Wer in einer Zivilsache eine Berufungsbegründungsfrist um länger als einen Monat verlängern will, benötigt dafür nach § 520 Abs. 2 Satz 2 und 3 Zivilprozessordnung (ZPO) unbedingt die Einwilligung des Prozessgegners. Liegt diese bei Fristablauf nicht vor, könne die Verlängerung nicht bewilligt werden - auch nicht um eine Woche, um dem Gegner Zeit zur Stellungnahme zu geben, so der Bundesgerichtshof (BGH). Das Vertrauen in eine anderslautende Behauptung der eigenen Angestellten oder eine Auskunft der Geschäftsstelle sei nicht schutzwürdig (Beschl. v. 21.06.2022, Az. II ZB 3/22).

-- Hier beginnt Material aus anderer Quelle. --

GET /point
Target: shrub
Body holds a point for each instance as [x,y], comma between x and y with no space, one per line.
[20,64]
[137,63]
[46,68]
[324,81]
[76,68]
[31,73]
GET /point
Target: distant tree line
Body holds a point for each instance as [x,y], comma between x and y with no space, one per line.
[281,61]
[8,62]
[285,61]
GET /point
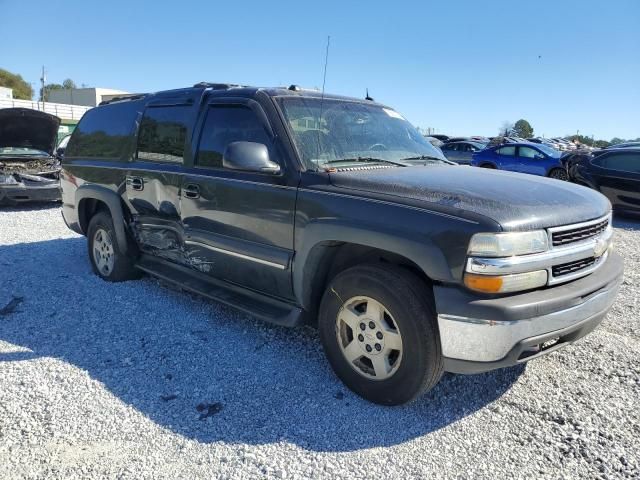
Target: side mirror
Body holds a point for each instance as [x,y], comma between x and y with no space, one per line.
[249,157]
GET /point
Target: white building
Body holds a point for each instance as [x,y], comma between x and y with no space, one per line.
[90,97]
[6,93]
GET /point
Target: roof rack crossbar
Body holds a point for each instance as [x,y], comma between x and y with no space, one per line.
[122,98]
[216,86]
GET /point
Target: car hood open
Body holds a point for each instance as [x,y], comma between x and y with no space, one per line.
[27,128]
[516,201]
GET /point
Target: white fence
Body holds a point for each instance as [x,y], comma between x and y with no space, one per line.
[62,110]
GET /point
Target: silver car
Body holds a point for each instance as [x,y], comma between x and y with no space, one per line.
[461,152]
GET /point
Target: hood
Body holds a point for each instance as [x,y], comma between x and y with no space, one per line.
[514,200]
[27,128]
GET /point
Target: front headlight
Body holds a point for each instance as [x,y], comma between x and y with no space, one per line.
[8,180]
[508,244]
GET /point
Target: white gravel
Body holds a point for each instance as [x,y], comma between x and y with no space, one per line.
[136,380]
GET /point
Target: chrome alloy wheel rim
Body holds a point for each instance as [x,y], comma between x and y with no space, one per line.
[369,338]
[103,253]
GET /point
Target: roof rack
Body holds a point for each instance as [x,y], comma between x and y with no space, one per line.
[122,98]
[216,86]
[298,88]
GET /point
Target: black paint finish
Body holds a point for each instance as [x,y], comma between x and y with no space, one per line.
[273,235]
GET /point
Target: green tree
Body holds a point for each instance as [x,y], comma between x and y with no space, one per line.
[523,129]
[21,89]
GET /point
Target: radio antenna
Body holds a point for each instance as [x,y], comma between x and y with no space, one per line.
[324,80]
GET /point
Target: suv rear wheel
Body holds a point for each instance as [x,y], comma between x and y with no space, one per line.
[378,329]
[107,261]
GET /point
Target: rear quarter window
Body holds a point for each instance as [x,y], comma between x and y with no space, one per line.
[105,132]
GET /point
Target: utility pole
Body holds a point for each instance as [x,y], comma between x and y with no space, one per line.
[42,80]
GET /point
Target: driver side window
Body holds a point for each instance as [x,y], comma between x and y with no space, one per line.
[226,124]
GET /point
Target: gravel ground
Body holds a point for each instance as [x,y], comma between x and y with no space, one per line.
[136,380]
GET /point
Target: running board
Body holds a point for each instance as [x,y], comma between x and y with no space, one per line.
[256,304]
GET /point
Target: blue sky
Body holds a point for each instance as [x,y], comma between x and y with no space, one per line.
[461,67]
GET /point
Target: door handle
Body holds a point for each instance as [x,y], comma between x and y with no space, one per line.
[136,183]
[191,191]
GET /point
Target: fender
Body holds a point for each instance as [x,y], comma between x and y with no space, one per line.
[112,200]
[423,253]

Anwältin vertraute auf Auskunft der Geschäftsstelle zur Verlängerung der Frist

In der Sache ging es um eine Klage auf Abfindung von ca. 380.000 Euro nach Ausscheiden aus einer Gesellschaft. Das Landgericht hatte der Klage großteils stattgegeben, dagegen hatte die Beklagte Berufung eingelegt. Das Oberlandesgericht (OLG) Naumburg hatte die Begründungsfrist für sie bereits einmal um einen Monat verlängert, als das Gericht ein zweiter Antrag erreichte: Drei Tage vor Ablauf der Frist beantragte die Beklagte eine erneute Fristverlängerung um eine Woche, weil ihre Rechtsanwältin und weitere Mitarbeitende der Kanzlei erkrankt seien.

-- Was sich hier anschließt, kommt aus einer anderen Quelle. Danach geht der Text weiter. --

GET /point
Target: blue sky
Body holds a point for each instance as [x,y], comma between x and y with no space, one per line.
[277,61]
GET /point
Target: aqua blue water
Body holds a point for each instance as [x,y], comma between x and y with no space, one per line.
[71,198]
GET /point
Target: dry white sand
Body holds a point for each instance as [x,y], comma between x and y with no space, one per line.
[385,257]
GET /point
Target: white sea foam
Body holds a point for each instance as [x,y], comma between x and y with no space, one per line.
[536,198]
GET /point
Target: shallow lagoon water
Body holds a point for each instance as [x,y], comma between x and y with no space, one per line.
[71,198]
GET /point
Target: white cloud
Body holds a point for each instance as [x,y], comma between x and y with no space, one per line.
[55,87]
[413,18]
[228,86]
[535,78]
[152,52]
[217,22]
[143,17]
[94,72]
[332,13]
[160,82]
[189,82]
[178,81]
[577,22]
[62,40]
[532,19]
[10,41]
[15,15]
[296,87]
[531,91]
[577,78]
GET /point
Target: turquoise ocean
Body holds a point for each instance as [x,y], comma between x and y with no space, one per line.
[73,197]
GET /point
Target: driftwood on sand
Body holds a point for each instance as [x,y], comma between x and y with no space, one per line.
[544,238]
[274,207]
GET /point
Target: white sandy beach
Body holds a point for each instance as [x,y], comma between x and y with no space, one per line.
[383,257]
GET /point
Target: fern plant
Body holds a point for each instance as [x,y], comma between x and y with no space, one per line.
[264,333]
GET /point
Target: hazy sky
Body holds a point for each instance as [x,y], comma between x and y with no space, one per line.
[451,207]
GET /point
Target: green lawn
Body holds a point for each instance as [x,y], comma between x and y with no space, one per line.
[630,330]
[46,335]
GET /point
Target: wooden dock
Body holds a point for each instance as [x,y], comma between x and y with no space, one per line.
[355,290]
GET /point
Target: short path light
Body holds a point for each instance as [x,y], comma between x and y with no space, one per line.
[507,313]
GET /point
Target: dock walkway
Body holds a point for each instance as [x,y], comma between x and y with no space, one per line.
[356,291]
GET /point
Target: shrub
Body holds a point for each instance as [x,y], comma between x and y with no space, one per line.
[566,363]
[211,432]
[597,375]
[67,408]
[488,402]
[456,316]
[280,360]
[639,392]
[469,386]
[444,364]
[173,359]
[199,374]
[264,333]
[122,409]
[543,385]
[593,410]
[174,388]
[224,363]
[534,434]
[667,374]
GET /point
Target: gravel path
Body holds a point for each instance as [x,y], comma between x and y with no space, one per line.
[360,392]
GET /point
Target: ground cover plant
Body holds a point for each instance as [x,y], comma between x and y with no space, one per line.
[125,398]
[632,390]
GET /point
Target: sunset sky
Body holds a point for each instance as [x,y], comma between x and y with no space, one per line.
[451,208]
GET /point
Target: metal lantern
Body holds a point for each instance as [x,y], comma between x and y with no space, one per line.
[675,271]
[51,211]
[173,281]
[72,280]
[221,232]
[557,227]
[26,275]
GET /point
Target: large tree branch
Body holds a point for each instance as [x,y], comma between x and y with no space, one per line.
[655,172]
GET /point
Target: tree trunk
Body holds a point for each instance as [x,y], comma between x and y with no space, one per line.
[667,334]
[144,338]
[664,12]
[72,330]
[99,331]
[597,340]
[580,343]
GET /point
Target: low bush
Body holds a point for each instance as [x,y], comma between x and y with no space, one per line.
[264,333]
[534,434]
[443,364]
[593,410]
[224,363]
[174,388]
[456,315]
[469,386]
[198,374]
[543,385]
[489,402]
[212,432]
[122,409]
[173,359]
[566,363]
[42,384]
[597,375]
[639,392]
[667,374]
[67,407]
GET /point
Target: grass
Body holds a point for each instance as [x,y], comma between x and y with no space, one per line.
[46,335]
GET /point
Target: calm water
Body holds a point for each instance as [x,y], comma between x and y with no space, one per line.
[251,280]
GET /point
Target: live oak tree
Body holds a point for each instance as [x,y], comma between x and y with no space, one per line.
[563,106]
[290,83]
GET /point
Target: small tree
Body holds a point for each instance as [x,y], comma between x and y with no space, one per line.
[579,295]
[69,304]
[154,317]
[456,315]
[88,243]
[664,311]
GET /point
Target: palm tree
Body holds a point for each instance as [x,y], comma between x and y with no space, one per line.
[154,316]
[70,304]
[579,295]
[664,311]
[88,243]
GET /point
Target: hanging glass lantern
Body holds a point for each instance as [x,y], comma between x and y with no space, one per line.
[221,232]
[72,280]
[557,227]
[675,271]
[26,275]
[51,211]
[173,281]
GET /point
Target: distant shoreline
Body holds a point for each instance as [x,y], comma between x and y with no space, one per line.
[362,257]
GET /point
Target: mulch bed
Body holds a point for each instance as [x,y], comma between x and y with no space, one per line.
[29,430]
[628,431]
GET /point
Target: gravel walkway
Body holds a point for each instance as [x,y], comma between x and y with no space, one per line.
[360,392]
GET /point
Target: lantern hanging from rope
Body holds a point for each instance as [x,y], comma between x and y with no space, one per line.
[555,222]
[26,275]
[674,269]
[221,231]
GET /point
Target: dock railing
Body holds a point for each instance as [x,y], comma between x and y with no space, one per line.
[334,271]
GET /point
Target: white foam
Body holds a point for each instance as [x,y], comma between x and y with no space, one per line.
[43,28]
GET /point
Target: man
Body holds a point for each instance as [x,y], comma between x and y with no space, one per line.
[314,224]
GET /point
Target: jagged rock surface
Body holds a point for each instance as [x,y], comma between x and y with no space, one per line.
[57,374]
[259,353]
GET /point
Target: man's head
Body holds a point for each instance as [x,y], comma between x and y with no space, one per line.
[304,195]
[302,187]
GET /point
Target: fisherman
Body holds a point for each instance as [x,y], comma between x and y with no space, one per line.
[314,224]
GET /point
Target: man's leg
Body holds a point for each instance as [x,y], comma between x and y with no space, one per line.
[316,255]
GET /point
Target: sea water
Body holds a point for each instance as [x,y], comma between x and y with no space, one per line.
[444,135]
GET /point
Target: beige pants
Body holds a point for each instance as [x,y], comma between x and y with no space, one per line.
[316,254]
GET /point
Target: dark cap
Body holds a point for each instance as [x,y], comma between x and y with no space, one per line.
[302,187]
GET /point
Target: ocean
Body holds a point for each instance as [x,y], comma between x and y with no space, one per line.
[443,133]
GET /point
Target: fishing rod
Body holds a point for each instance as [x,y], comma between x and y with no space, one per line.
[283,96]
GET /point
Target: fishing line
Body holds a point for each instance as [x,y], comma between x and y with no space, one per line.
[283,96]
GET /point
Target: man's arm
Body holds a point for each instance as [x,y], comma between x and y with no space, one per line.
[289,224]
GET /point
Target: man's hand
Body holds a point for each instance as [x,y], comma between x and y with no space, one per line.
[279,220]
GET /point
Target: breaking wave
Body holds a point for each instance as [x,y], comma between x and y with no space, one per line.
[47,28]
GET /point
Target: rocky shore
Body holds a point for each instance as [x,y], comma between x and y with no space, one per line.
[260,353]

Der Vorsitzende wies die Beklagte jedoch schriftlich innerhalb der ersten Nachfrist darauf hin, dass der Fristverlängerung wegen § 520 Abs. 2 Satz 2 und 3 ZPO nicht ohne Einwilligung des Klägers stattgegeben werden könne. Dennoch reichte die Anwältin der Beklagten die Begründung erst nach Fristablauf ein, jedoch innerhalb der von ihm gewünschten Fristverlängerung um eine Woche. Sie hatte sich dabei auf die Auskunft ihrer Rechtsanwaltsfachangestellten verlassen. Diese hatte an Eides statt versichert, noch vor Ablauf der ersten Frist eine Auskunft der Urkundsbeamtin der Geschäftsstelle erhalten zu haben, dass die Frist um eine Woche verlängert worden sei - obwohl die Einwilligung des Klägers noch nicht vorgelegen habe.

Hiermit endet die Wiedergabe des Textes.